The consequences of inadequate onboarding can be severe. Technicians who feel unappreciated, overlooked, and discouraged may seek employment elsewhere, leading to high turnover rates and lost revenue. The cost of replacing a Technician can be substantial, including the time and effort spent on recruiting, interviewing, and training a new hire.

To ensure the success of your new team members, it’s essential to review your current onboarding process. Start by asking yourself the following questions:

  1. How much time, money, and effort do we commit each time we hire a new employee?
  2. What is the average time it takes to replace or add a Technician?
  3. When was the last time the Management team reviewed the hiring and onboarding process?
  4. What is the turnover rate in the department over the past year or several years?
  5. Is anyone tracking this information?

The answers to these questions will vary depending on your dealership’s size and demographics, but they will provide valuable insights into areas that may need improvement.

Once you have selected a new team member and set their start date, it is crucial to ensure a smooth transition. Before the employee’s first day, gather all the necessary information and complete the following tasks:

  1. Prepare a Manager’s New Hire Checklist specific to each position.
  2. Provide the company Employee Handbook and obtain a written acknowledgment of receipt.
  3. Provide a written job description that includes position-specific responsibilities, expectations, shift days, and hours required.

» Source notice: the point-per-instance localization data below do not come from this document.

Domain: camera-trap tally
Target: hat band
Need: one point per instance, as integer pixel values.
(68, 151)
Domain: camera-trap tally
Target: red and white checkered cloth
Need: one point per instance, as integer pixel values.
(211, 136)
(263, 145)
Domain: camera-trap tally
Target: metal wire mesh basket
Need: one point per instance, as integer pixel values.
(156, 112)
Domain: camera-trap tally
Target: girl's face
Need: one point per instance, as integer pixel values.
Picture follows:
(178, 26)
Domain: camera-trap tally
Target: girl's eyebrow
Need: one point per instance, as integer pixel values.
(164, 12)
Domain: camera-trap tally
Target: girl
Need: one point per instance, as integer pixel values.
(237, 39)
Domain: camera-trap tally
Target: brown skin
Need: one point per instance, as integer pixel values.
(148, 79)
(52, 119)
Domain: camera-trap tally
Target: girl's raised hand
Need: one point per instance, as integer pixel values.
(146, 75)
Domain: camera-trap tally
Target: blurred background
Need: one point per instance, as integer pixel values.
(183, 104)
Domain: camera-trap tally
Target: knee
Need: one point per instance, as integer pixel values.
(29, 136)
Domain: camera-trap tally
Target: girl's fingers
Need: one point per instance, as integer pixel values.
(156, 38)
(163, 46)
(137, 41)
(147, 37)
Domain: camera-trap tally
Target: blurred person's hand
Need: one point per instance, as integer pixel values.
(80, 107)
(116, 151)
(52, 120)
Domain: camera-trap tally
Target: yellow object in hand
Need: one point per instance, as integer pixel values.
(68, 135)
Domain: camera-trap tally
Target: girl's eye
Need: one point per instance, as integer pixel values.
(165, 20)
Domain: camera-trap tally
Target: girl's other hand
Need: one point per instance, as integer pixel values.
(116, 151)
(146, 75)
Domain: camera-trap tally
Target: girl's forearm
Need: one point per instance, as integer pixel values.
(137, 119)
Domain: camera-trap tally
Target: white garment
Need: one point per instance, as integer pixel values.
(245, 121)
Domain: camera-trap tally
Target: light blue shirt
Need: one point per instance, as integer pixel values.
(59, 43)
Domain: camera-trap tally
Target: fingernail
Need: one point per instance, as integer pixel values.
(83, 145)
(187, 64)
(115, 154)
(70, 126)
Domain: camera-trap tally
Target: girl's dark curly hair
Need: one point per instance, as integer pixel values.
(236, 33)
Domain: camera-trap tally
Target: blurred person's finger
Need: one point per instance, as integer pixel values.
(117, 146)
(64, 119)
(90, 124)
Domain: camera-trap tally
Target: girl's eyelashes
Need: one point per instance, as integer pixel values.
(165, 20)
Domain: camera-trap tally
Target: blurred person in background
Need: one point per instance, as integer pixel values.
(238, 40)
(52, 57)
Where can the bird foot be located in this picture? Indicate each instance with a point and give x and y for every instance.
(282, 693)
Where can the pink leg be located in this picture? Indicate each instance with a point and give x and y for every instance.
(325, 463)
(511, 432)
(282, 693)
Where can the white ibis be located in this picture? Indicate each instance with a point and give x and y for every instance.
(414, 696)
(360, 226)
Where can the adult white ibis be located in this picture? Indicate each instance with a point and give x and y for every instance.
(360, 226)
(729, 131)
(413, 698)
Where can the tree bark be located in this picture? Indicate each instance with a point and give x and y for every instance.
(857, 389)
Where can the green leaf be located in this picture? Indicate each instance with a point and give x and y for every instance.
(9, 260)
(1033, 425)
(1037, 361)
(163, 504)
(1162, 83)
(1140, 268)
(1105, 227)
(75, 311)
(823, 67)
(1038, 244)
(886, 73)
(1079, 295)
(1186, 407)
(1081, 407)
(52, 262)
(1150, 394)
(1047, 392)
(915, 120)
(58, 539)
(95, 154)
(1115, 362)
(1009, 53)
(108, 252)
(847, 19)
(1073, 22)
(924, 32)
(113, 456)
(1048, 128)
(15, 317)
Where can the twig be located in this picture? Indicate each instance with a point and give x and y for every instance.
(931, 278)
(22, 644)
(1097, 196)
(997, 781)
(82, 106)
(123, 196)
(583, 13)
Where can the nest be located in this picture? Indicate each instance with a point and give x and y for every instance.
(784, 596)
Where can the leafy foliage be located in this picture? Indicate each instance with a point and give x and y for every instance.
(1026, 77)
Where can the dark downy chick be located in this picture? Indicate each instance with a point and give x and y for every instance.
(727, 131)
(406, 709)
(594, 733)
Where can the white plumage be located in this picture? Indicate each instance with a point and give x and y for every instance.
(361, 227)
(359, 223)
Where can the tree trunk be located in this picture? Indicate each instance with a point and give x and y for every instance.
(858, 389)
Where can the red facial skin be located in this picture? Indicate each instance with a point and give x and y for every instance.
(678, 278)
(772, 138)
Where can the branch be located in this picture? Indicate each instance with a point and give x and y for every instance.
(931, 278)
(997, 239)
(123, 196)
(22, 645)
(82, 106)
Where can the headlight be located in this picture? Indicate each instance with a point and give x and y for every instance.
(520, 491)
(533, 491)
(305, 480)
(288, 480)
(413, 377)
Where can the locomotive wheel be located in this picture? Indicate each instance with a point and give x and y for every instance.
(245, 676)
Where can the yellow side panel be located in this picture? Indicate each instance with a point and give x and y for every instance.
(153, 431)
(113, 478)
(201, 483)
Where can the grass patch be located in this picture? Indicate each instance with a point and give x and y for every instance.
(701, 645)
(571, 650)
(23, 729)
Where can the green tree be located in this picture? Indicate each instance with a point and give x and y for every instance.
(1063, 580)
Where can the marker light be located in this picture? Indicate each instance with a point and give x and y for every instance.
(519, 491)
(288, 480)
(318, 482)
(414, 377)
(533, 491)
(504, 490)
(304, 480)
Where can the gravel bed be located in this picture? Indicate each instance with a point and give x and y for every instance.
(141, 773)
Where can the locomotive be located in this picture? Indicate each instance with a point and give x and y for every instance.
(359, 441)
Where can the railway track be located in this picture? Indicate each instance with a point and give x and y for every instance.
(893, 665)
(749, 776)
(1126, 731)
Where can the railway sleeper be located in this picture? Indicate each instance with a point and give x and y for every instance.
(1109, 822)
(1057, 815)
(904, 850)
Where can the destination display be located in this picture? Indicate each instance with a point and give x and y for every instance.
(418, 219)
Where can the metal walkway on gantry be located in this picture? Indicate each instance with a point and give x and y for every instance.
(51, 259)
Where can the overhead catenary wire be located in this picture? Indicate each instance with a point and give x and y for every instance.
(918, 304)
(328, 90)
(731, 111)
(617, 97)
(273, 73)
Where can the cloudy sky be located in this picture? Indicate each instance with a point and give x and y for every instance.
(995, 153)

Obtain a signed acknowledgment form.
  4. Provide the written pay plan for the position and obtain a signed acknowledgment.
  5. Gather the employee’s valid personal email address for verification purposes when setting up access to training and manufacturer repair information.
  6. List all computer access points required for the position, including:
    • Dealer DMS (Defined position access, ID number, username, temporary password, and payroll setup)
    • Manufacturer site access (Defined job role, training access, and repair information access)
    • Any other necessary computer system access points
  7. Create and provide a written training path guide that includes each level of manufacturer Technician Certification, course descriptions, levels, and definite time frames for completion.
  8. Assign entry-level Technicians to a specific Mentor or Group with a leader responsible for guiding them through processes and ensuring their understanding.

One of the most overlooked items in the process is a defined training path from the date of hire. Technicians and Advisors often lack a sense of progression, a clear definition of success, and an understanding of how to advance in their roles. To address this, consider implementing online training from day one, providing a dedicated area away from distractions where employees can take required online courses.

The goal is to provide new hires with all the necessary access and training on their first day. Depending on the Technician’s experience level, it may be beneficial to spend a defined day or days orienting the new team member with a combination of Process, DMS, and Manufacturer training, rather than immediately assigning them to repair vehicles.

As a Manager, it is essential to include a guided introduction to the facility and a formal introduction to the team. Gather everyone together for a quick morning huddle to welcome the new hire aboard. This small gesture can go a long way in making the new employee feel valued and included.

Investing time and effort into a comprehensive onboarding process will greatly improve your company’s retention rate and overall employee satisfaction. In turn, this will drive improvements in customer retention and revenue. By setting your new hires up for success from day one, you are not only investing in their future but also in the future of your dealership.

The importance of effective onboarding cannot be overstated. It is a critical component of building a strong, productive, and loyal team. By taking the time to review and improve your current process, you can ensure that your new hires have the tools, knowledge, and support they need to thrive in their roles and contribute to the overall success of your Service Department.